9. Because if you’re so big that $5 billion is just a tap on the wrist, then something needs to change.

“The terrible message sent by this tap on the wrist is that enforcement of privacy protections is a hollow paper tiger in our nation… It has to be structural and behavioral and not just monetary, and this amount of money is way too low.”

– Senator Richard Blumenthal (D-Connecticut)

10. Because we live in a surveillance state, owned and operated by Google.

“Seen from the inside, [Google’s] Chrome browser looks a lot like surveillance software. My tests of Chrome vs. Firefox unearthed a personal data caper of absurd proportions. In a week of Web surfing on my desktop, I discovered 11,189 requests for tracker “cookies” that Chrome would have ushered right onto my computer but were automatically blocked by Firefox. These little files are the hooks that data firms, including Google itself, use to follow what websites you visit so they can build profiles of your interests, income and personality. Chrome welcomed trackers even at websites you would think would be private.”

– Geoffrey A. FowlerWashington Post technology columnist

11. Because Facebook’s proposed cryptocurrency, Libra, is anti-democratic. 

“A permissionless currency system based on a consensus of large private actors across open protocols sounds nice, but it’s not democracy. Today, American bank regulators and central bankers are hired and fired by publicly elected leaders. Libra payments regulators would be hired and fired by a self-selected council of corporations. There are ways to characterize such a system, but democratic is not one of them.”

– Matt Stoller, fellow at Open Markets

12. Because they’re still finding novel new ways to put our children in danger.

“Hi [PARENT], 

We found a technical error that allowed [CHILD]’s friend [FRIEND] to create a group chat with [CHILD] and one or more of [FRIEND]’s parent-approved friends. We want you to know that we’ve turned off this group chat and are making sure that group chats like this won’t be allowed in the future. If you have questions about Messenger Kids and online safety, please visit our Help Center and Messenger Kids parental controls. We’d also appreciate your feedback.”

– Facebook user alert about Messenger Kids, where a design flaw let thousands of children join chats with unauthorized users

13. Because it’s time to take the matches out of the toddler’s hands.

“Now Facebook may not intend to be dangerous, but surely they don’t respect the power of the technologies they’re playing with… Like a toddler who has gotten his hands on a book of matches, Facebook has burned down the house over and over and called every arson a learning experience.”

– Senator Sherrod Brown (D-Ohio), at a House Judiciary Committee antitrust hearing

It is this last quote from Senator Brown that stings most of all – not because he compares Facebook’s childish recklessness to a toddler (that association was already readily apparent), but because he reminds us that one of the world’s most powerful internet companies operates from a place of disrespect.

Brown’s claim that “they don’t respect the power of the technologies they’re playing with” doesn’t only apply to Facebook, but to Google, as well. Both companies disrespect the power their technologies wield, and they disrespect the people who use them. 

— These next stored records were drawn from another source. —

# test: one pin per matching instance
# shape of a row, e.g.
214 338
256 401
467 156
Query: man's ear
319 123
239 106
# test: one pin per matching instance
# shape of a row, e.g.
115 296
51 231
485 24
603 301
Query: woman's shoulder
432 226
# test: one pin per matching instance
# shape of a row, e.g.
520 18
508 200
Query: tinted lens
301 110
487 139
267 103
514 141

They disrespect creatives – and the creative works that get relentlessly pirated across their platforms. They disrespect children – and the families that must cope with the online harms that befall them. They disrespect regulators – by fighting to preserve their dominance at every turn. And, they disrespect the moderators they hire to endure unfathomable horrors for poverty-level wages. 

But, what else should we have expected from their business model that treats every human being as little more than a data point to be monetized? Why should we be surprised when Facebook’s early, unofficial motto was “Move fast and break things”? How was it not obvious to EVERYONE, after Google literally removed its “Don’t Be Evil” slogan from its code of conduct, that in both attitude and action, these companies have never shown anything but a carefully glossed-over disdain for their users? 

They have never respected us – any of us – and until #PlatformAccountability truly becomes a reality, they never will.